Agora sim, mais do que Collor, mais até que Fernando Henrique, o neoliberalismo apresenta-se com suas feições mais claras, horrendas, ao menos para o mundo do trabalho e para os mais pobres, a par da perda completa daquilo que se conhecia como soberania nacional, e o ataque concentrado à Petrobras sendo entregue às multinacionais talvez seja o exemplo mais flagrante disso. É o capital financeiro, estúpido! É ele a mão que balança o berço. Não é por acaso que sempre se diz, tudo bem, tudo certo, podem fazer o que quiserem, só não mexam no Meirelles.

A cleptocracia, assim, é funcional, necessária. Não há porque mexer nela. Salvo, quem sabe, e pode acontecer, mexer um pouco pra deixar tudo como está, à Lampedusa, como no caso de trocar Temer por Maia, operação abortada pela cleptocracia, com a benção do capital financeiro. Por que mexer em time que está ganhando? Sintomático que no momento seguinte à salvação de Temer, agora, a palavra de ordem era tocar as reformas, prosseguir na sangria aos direitos do povo brasileiro, e caminhar aceleradamente na constituição do Estado mínimo.
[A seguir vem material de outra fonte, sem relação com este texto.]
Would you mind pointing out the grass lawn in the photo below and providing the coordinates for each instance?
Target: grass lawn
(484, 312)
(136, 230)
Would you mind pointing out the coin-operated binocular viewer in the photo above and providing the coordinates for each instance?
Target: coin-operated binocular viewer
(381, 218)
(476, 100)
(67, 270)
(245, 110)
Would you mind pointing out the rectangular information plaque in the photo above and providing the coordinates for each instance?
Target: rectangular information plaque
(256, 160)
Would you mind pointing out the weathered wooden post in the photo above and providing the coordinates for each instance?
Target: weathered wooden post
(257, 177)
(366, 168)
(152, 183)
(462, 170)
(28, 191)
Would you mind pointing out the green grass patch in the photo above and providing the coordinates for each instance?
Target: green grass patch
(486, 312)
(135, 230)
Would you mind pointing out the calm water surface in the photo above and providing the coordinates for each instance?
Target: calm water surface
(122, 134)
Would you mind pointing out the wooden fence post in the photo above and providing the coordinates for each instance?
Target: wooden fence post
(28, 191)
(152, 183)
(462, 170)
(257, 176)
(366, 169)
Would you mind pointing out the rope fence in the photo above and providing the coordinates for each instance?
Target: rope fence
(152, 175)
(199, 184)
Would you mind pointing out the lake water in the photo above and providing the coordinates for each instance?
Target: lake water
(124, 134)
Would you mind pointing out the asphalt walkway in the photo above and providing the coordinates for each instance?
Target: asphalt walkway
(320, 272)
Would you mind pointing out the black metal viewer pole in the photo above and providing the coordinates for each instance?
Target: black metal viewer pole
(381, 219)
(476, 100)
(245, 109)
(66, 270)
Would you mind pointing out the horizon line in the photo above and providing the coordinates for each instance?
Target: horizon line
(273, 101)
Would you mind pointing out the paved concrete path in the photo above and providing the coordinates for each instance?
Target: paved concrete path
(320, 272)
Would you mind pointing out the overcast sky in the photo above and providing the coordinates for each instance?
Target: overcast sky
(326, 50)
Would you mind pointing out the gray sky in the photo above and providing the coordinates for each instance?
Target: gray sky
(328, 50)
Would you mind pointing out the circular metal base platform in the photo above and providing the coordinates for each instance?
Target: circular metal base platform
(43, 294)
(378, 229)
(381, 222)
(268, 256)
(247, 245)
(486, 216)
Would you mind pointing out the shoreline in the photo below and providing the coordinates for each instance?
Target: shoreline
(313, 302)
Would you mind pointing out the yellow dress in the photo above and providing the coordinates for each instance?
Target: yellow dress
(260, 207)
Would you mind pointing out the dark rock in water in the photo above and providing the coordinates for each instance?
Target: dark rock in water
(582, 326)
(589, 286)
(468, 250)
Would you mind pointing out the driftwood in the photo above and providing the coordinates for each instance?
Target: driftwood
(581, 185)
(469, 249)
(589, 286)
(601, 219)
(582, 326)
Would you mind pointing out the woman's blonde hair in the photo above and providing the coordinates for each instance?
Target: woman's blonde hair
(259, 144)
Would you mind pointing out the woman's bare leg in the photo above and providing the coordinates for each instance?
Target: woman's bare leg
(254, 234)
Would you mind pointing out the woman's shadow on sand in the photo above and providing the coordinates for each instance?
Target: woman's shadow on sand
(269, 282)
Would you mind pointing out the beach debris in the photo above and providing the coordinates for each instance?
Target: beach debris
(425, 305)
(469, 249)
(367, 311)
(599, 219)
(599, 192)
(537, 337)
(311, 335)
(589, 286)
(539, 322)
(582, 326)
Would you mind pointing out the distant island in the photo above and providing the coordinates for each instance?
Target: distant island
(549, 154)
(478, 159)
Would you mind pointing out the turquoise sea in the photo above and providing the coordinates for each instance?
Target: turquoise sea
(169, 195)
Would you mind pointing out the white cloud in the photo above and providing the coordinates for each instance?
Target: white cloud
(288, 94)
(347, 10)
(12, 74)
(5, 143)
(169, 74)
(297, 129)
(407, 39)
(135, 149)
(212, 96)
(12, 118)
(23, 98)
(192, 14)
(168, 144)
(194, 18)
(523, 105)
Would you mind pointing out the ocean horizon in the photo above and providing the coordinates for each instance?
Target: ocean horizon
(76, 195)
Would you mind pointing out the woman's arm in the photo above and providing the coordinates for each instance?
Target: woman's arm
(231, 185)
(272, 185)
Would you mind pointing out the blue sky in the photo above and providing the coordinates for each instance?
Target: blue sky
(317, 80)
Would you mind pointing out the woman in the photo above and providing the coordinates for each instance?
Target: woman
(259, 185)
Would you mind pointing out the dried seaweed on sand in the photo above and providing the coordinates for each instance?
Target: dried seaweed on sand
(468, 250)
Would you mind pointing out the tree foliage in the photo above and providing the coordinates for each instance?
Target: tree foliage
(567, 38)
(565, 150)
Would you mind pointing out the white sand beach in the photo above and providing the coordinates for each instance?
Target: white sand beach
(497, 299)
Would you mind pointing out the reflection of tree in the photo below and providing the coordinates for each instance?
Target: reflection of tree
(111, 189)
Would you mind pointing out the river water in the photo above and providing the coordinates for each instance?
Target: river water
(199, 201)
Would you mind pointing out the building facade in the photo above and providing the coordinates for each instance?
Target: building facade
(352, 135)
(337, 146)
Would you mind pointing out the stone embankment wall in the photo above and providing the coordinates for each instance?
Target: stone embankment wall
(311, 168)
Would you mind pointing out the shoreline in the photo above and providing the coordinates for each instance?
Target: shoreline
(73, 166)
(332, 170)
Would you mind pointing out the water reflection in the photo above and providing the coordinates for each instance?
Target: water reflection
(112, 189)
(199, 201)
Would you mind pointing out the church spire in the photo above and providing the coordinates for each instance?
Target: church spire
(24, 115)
Claro que além do capital financeiro, são beneficiados os ruralistas, o agronegócio, são perdoados os que devem muito ao erário: afinal uma das características da cleptocracia é defender os seus pequenos ou grandes interesses. Mas, sua tarefa é mais ampla que isso.

A cleptocracia, como fenômeno político, tendo empalmado o poder, não está acima do mundo real, não caminha acima das classes sociais. Para recorrer a conceitos antigos, a superestrutura encontra-se com a estrutura ao atender diligentemente ao capital financeiro. A política conduzida pela cleptocracia encontrou-se com a economia. Desenvolve o projeto político de fazer o Brasil entrar na maré montante conservadora em escala mundial. Temos de seguir analisando cada movimento da cena política, sem, no entanto, esquecer os grandes lances, e neste momento o capital financeiro está dando as cartas sem qualquer dúvida, e sem que nunca bote a cara pra bater, até porque sempre preservado, inclusive e principalmente pela grande mídia. Parece que toda a corrupção denunciada não passou pelos bancos, nem o dinheiro foi depositado neles.
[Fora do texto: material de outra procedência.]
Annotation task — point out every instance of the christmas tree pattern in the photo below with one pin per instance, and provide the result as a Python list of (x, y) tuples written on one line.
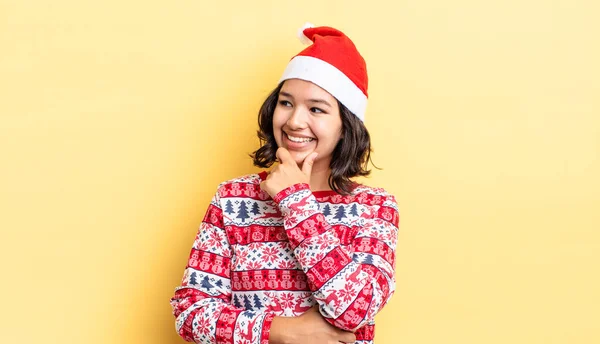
[(340, 214), (193, 278), (247, 303), (255, 210), (206, 283), (243, 212), (236, 302), (229, 207)]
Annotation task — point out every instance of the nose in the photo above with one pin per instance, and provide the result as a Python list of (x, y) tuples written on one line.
[(298, 119)]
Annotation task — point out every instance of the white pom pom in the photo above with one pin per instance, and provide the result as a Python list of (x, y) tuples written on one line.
[(301, 36)]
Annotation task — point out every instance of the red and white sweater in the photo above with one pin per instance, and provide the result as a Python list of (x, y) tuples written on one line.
[(256, 257)]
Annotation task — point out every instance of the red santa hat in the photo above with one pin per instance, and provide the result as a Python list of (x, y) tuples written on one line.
[(333, 63)]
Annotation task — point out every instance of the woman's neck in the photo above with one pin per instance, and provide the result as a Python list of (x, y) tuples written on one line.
[(319, 178)]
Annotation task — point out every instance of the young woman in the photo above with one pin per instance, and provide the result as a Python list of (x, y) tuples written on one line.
[(300, 253)]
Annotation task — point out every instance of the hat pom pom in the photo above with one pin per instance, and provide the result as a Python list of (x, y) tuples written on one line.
[(302, 37)]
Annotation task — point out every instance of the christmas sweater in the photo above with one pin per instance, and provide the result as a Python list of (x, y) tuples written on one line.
[(256, 257)]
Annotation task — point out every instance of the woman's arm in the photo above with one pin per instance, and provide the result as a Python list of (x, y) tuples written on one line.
[(350, 287), (202, 303)]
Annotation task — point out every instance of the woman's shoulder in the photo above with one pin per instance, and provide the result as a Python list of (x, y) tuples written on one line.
[(251, 178), (242, 186), (371, 190)]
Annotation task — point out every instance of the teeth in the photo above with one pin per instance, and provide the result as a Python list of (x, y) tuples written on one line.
[(299, 139)]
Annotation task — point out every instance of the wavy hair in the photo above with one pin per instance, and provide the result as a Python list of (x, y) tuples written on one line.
[(350, 157)]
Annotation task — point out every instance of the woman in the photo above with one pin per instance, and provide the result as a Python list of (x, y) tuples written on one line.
[(300, 253)]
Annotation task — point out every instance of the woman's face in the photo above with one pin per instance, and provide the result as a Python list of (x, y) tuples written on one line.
[(307, 119)]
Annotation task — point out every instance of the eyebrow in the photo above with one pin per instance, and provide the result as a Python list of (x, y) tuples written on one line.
[(323, 101)]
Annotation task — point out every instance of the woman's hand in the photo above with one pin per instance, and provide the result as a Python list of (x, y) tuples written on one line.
[(287, 172), (309, 328)]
Resta, nessa conjuntura de dificuldades, que se busque novamente o milagre da política. A ressurreição da atividade política das massas exploradas, das classes trabalhadoras pulverizadas ou concentradas, a afirmação dos partidos políticos de esquerda, das frentes populares, formulando, como vem sendo formulado, um projeto político nacional voltado à restauração da democracia, à afirmação do Estado como fundamental à garantia de direitos.

Não creio seja uma conjuntura de breve duração. Não tenho, devo dizer aligeiradamente, sequer a certeza de que teremos eleições em 2018 porque o golpe em curso pode julgar inconveniente e pode ter forças para barrá-las, inclusive com o recurso do parlamentarismo, ou qualquer outro. Estamos entrando, desde o ano passado, numa longa conjuntura de resistência. Seguir em frente, que a democracia reclama coragem e lucidez, pessimismo da inteligência, otimismo da vontade.